Form S-1 is the basic registration form that most companies use to register their new stock offering, although there are simplified registration forms for small business stock issuers. As a rule, the Form S-1 registration statement is filled out in full, readable sentences rather than single words or phrases that might be found in a computerized form with blanks to fill in.

The prospectus included with the registration form must contain full disclosure of information on the following topics concerning the company:


  • The business of the company;
  • Its properties;
  • Its competition;
  • The identity of its officers and directors;
  • The compensation received by the officers and directors;
  • Any material transactions between the company and its officers and directors;
  • A description of any significant legal proceedings involving the company or its officers and directors;
  • How the securities to be offered will be distributed; and
  • What the proceeds from the public offering will be used for.
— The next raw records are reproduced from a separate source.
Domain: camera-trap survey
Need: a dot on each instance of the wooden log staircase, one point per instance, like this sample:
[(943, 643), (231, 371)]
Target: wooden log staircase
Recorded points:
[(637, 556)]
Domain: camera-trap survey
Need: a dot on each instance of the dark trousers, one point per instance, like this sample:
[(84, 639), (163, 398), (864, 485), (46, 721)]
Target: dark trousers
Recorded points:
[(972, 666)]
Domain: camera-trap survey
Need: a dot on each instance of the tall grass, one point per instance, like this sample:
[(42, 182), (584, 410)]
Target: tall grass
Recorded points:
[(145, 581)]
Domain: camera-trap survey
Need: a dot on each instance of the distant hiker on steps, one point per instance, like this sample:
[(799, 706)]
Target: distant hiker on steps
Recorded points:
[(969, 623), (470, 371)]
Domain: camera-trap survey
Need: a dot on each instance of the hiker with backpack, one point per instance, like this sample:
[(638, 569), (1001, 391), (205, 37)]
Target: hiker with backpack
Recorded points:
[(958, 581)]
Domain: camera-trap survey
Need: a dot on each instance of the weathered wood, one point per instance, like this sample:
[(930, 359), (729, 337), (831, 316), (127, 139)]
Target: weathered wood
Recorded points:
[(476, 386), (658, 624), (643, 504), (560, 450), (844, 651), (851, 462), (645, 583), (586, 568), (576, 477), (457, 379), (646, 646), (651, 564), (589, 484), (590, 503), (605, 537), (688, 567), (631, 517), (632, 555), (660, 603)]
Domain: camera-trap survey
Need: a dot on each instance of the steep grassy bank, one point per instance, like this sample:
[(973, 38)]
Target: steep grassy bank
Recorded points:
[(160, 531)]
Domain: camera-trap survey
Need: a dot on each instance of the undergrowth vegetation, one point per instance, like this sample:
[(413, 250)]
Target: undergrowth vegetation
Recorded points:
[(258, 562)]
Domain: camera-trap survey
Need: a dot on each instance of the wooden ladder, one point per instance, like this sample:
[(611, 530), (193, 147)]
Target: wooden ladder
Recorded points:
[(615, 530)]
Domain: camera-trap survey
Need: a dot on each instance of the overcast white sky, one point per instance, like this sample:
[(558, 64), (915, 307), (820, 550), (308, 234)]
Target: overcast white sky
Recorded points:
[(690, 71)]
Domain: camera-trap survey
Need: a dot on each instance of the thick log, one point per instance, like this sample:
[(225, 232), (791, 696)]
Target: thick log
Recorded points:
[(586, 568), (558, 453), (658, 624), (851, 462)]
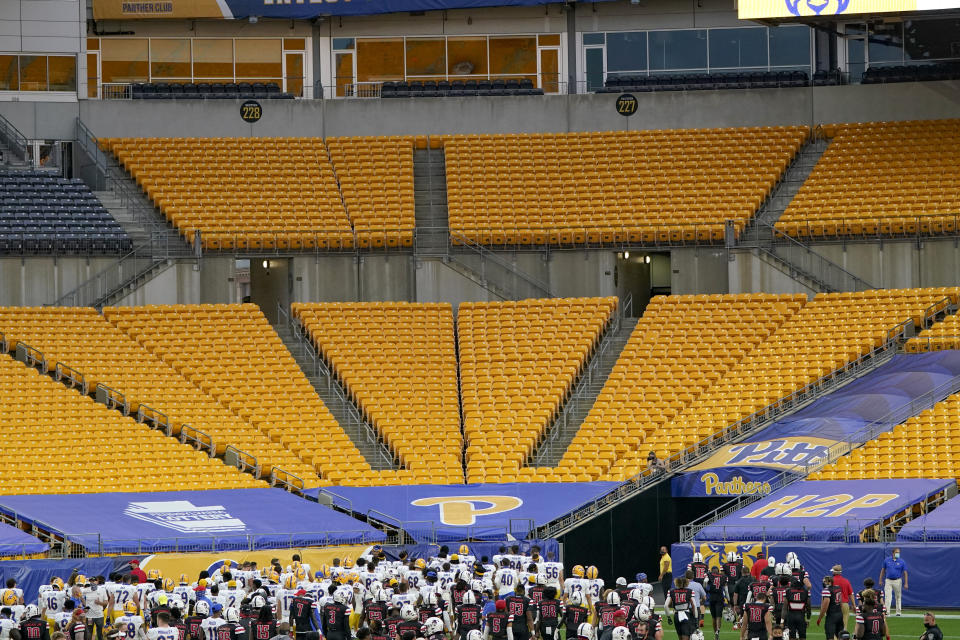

The information to be provided in each category of information on Form S-1 is described in rules of the Securities and Exchange Commission. In addition to information required by those rules, registration statements must also contain audited financial statements prepared by an independent certified public accountant.

There is a catch-all requirement regarding public offerings. In addition to information specifically required in Form S-1, a company offering its securities to the public must also provide any information that is necessary to make its disclosures in its registration statement and its prospectus complete and not misleading. Potential investors also must be informed regarding any risks that a purchaser of the stock will be taking. Examples of such risks that must be fully disclosed to potential investors include:


  • Lack of a business operating history;
  • Adverse economic conditions in the industry in which the company operates;
  • Any indication of a lack of a market for the securities being offered; and
  • Any dependence of the company upon key personnel or other factors that may impact the company’s operations but are subject to change.